ANAHEIM, CA (PTC Live Global 2013), June 12, 2013 - An engineer fresh out of
school is overflowing with knowledge, yet knows nothing --about manufacturing. Reminders are happily supplied by machinists.
I'll call my machinist Bill. I'd use his real name but he might still be alive. When I unfurled my drawing (this was more than 20 years ago) and showed him a perfect part, he lost no time in pointing to a curved surface on which I had specified a hole. "How the hell am I going to get a drill on that?" As I rolled the drawing back up and slunk back to the drafting table, I could almost hear Bill and his buddies having a good laugh.
It was my first experience with designing for manufacturing. It manifested itself in the form of a grizzled curmudgeon of a shop foreman back in my day. Geometric may have found a way to put Bill in a box. Called DFMPro, I suspect it is not quite a humbling experience.
DFM Pro will detect the lack of a flat spot on which a drill would enter and exit.
On hand at PTC annual user meeting to demo DFMPro was Sameer Konejkar, head of products and technologies.
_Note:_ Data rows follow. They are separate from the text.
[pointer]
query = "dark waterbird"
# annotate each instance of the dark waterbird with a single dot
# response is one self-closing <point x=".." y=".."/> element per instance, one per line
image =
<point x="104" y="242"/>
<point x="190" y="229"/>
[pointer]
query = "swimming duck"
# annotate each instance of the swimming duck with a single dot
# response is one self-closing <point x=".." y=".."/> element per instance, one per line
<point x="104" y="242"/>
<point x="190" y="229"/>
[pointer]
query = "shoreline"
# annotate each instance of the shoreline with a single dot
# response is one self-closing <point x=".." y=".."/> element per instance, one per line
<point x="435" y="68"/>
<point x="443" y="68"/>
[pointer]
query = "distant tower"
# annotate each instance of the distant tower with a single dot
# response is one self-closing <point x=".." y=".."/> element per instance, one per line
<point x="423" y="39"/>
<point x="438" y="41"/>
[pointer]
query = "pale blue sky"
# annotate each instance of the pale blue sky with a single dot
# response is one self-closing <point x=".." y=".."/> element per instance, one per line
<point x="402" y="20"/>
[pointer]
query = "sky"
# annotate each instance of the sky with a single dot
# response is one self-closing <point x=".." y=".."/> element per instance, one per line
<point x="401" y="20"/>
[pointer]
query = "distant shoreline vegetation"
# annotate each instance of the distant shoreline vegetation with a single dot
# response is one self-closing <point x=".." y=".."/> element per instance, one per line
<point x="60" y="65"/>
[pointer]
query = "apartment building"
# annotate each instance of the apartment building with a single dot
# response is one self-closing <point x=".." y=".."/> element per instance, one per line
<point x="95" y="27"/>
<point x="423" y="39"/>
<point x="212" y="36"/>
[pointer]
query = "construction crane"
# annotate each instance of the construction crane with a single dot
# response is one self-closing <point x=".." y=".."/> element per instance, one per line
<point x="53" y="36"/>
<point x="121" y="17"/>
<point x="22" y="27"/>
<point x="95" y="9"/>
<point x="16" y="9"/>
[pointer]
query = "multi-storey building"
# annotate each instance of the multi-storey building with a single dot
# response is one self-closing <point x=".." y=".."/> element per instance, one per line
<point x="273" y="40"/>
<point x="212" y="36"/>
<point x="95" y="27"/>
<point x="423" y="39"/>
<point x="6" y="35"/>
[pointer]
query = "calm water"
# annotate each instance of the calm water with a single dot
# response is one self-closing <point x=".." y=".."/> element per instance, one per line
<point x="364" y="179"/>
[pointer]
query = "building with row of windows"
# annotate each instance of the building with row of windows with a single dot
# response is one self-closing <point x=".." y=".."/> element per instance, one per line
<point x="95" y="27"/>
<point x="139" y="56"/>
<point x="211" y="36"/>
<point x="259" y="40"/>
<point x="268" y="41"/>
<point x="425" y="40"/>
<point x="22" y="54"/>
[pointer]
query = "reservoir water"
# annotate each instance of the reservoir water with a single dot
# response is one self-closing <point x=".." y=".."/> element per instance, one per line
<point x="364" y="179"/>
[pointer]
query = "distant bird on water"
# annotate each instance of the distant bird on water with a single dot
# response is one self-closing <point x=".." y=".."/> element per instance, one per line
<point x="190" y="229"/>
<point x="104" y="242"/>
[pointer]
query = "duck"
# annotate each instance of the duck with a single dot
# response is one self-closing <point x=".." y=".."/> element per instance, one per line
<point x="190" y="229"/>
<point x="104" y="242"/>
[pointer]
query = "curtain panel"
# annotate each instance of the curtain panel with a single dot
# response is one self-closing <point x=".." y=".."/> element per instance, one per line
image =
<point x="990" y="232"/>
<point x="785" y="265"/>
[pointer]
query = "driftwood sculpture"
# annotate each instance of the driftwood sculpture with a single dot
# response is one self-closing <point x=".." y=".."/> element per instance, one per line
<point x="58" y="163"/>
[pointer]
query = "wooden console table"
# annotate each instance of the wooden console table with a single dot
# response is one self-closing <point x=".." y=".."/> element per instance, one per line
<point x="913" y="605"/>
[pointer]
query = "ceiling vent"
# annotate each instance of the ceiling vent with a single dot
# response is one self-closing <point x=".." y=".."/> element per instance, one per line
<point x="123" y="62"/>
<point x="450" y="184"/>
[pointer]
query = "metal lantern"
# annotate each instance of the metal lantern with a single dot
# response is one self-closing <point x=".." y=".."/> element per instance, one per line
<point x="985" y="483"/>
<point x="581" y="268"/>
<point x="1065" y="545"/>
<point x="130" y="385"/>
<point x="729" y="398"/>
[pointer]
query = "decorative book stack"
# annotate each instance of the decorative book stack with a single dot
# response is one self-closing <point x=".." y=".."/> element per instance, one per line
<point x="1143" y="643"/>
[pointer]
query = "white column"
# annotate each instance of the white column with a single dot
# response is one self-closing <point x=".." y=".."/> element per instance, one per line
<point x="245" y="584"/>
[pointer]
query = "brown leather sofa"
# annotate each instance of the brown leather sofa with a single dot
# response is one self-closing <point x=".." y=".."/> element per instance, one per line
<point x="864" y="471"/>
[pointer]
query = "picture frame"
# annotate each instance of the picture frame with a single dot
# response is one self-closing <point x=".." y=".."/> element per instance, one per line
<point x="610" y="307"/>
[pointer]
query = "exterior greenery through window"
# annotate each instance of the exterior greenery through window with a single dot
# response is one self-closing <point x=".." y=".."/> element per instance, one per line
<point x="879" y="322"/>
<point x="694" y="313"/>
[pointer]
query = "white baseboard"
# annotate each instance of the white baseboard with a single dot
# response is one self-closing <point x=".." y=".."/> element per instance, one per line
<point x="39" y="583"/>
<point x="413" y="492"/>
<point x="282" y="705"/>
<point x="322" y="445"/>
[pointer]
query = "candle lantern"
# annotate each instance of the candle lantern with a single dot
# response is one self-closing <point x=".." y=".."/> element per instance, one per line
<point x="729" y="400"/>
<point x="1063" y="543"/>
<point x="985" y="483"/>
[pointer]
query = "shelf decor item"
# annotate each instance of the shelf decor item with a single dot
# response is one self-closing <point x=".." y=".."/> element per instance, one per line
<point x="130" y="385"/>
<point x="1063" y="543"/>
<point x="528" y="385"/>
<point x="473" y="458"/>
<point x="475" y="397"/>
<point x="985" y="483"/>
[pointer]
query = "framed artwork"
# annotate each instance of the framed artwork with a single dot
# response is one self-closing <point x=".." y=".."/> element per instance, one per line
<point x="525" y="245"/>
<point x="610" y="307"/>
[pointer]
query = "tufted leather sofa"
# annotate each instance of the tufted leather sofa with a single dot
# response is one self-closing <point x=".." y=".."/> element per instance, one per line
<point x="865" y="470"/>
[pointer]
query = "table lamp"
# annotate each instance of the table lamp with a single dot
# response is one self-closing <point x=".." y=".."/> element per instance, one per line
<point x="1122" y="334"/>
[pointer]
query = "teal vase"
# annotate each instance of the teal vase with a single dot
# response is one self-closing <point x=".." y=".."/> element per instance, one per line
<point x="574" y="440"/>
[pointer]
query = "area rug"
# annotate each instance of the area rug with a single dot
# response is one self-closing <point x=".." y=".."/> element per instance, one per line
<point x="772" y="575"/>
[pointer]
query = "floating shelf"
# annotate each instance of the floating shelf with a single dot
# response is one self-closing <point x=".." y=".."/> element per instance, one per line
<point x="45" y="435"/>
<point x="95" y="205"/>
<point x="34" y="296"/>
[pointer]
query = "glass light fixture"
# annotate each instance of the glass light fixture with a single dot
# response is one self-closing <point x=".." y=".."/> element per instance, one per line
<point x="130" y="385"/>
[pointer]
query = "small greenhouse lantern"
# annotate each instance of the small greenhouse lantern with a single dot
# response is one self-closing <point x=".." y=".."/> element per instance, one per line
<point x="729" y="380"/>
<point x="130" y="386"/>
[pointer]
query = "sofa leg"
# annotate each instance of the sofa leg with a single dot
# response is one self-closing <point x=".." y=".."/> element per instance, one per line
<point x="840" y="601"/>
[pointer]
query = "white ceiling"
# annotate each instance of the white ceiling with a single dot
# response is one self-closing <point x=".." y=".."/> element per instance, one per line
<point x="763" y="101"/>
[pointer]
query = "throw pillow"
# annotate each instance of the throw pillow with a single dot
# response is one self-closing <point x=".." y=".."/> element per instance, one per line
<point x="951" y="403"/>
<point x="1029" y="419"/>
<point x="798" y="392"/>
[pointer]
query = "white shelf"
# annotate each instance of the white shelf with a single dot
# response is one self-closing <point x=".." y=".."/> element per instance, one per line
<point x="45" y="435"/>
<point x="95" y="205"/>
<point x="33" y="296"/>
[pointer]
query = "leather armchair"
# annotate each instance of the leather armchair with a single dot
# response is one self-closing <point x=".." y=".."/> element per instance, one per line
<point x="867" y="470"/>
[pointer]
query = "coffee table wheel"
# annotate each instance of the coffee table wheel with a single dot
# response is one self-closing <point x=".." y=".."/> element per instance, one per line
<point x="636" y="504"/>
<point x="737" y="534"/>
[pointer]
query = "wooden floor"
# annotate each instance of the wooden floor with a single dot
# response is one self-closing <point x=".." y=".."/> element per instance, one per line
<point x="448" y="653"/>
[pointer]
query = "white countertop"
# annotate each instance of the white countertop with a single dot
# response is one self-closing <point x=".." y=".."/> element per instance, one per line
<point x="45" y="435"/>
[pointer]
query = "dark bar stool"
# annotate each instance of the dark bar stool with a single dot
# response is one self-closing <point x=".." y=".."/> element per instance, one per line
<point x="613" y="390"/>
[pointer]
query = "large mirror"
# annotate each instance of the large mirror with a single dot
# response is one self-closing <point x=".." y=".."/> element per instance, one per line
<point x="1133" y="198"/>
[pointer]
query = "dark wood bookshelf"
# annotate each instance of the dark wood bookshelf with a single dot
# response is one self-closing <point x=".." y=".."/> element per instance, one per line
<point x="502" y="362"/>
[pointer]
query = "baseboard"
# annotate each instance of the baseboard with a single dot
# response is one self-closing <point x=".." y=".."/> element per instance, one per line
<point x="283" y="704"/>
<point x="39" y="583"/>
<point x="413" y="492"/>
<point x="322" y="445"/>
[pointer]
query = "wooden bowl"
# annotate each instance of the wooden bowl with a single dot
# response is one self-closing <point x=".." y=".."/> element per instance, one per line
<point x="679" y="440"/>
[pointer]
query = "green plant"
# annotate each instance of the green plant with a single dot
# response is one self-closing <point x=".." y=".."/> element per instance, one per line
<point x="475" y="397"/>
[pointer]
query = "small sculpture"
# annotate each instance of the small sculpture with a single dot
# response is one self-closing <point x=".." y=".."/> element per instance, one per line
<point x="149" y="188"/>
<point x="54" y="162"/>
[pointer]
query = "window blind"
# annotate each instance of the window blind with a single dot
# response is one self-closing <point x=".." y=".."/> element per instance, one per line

Sameer shows me how it can find lack of socket clearance around screw heads, lack of access that would prevent servicing of a part (great news for anyone who's tried to remove an oil filter from a car), and holes not aligned in mating parts (preventing insertion of fasteners). Customers have said DFMPro has helped them find thin mold walls, undercuts, incorrect bend radii. I'm sure it can do a whole lot more.
DFMPro claims to be able to solve 20% of the rework parts go through and that a manual DFM process can be error prone. It integrates with Creo Parametric, SolidWorks and NX. You can buy it for as little as $3K for an individual locked version of $9.5K for unlocked version that can be shared.
DFMPro may not know as much as an experienced machinist but but at least you would be spared the humiliation.